Sleepless mysteries, looking back at night,
as the contraries lock together tight:
a bed under mirrors and a house full of light,
a prostitutes lair and the squat out-of-sight
where the goddesses made you feel alright
but the jealous freaks still wanted a fight.
And then the whole world was set alight
with nitroglycerine’s ‘might is right’;
and that was when the dove took flight,
and disappeared into the azure height.
And they locked a scapegoat up in spite;
and, Gerry, God forgot about you quite.

Until your father came to your side
though you cursed him in your bitter pride.
He came because you had been denied
your freedom, and he alongside
you suffered, like Christ (for He was tried)
and he too, your father, with nothing to hide,
was sent down to do many years inside.
Through the pain of those years you both survived
as they pissed and shat in your food, applied
lashes with coshes, in your mindstate pried,
tried to make you, Gerry, commit suicide.
And when, after your father had died
(and when for your father’s death you’d cried)
and when at last the prison door stood wide,
the judge could only say ‘The officers lied.’

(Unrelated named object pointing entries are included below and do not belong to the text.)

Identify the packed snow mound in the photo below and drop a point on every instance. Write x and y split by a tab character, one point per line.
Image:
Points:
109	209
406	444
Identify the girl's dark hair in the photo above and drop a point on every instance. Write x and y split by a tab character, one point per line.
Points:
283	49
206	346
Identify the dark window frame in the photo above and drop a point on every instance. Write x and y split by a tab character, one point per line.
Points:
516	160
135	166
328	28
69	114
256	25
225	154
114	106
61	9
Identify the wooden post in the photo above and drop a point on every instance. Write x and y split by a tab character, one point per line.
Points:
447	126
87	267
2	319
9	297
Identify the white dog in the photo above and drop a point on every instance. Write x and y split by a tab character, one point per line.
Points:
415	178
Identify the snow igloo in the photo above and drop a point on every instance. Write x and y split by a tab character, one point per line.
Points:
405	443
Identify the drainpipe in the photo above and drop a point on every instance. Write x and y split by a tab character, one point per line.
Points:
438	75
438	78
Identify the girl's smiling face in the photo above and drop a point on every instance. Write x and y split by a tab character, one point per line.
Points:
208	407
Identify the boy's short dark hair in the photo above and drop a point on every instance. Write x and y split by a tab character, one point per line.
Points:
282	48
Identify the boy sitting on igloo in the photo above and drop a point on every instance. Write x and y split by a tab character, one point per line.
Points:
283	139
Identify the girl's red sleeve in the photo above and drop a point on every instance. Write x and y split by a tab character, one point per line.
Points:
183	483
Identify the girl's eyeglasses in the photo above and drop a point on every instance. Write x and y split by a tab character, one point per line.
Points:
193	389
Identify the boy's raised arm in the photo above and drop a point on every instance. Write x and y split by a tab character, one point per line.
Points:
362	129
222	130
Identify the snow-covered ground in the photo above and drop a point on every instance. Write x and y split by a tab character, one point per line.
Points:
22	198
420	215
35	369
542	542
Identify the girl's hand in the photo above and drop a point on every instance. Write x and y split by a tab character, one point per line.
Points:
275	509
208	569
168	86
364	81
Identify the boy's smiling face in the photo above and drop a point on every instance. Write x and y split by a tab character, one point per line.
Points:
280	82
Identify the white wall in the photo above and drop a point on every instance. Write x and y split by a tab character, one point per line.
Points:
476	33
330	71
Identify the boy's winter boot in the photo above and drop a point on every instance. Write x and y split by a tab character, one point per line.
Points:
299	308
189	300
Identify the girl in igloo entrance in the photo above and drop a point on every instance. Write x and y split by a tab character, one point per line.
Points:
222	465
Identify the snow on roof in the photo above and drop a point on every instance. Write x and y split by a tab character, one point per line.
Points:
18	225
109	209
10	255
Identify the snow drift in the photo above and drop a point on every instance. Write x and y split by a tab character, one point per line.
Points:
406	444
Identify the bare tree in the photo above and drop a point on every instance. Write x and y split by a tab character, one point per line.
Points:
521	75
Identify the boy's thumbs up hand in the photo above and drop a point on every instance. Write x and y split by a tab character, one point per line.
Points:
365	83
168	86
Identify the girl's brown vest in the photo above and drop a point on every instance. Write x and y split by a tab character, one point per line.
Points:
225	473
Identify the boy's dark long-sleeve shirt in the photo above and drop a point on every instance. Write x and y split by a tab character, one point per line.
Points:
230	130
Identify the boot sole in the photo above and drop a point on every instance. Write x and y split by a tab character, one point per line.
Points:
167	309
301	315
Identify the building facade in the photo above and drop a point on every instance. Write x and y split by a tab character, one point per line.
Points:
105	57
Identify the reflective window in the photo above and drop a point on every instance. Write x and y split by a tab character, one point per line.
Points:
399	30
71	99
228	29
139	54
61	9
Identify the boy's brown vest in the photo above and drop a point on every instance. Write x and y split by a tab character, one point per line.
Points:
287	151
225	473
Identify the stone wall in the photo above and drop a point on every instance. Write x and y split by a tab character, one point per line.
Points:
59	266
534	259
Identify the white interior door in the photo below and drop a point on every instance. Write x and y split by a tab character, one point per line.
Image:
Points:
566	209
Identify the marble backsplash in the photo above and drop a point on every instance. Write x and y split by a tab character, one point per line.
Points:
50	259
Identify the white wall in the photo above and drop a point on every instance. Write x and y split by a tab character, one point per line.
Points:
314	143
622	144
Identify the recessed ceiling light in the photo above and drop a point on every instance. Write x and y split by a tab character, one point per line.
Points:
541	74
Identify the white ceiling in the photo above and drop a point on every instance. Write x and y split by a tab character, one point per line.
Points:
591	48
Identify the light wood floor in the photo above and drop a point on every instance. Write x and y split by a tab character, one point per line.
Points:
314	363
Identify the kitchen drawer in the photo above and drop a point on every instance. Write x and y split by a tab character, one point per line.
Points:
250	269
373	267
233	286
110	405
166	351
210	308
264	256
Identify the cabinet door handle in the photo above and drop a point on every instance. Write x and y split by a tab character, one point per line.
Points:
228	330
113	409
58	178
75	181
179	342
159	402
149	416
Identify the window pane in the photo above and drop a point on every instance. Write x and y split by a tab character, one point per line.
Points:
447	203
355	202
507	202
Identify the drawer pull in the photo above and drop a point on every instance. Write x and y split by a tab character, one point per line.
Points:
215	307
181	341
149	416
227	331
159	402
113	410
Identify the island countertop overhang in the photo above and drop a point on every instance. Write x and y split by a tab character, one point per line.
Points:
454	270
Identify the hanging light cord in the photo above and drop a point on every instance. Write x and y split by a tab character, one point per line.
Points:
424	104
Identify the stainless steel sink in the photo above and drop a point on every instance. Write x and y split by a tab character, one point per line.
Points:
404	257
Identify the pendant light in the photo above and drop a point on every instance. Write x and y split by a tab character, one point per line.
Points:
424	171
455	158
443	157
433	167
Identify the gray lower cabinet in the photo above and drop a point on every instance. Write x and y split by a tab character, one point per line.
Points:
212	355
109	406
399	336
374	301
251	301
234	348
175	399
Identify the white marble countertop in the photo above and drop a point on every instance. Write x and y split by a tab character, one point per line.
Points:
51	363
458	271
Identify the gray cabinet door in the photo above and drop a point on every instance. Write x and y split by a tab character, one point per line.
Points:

And then the tabloid monster of Satan,
from high-security jails of Britain,
disorientated and ashen,
he whose good name they tried to blacken,
whose neck the screws wanted broken,
ran down a one-way street, a free man
on News-at-Ten, like shot-from-a-cannon,
because now at last it was known for certain
he’d been treated worse than a common felon
for fifteen years, though he didn’t weaken,
ever become something less than human,
among his solid Celtic brethren,
the long-suffering Irishmen.

But freedom came like a dark demon
with the dirty money of compensation
for the time of his early manhood stolen.
And, Gerry, the cocaine wouldn’t loosen
as you sought to numb yourself and sweeten
the memory of those years so barren
behind the cell bars made of iron.

And all I can say, lips bitten,
not expecting words can hearten,
is that you, Gerry, were never beaten
forgiving even what they did to you in prison
all those years, my friend, Son of Erin.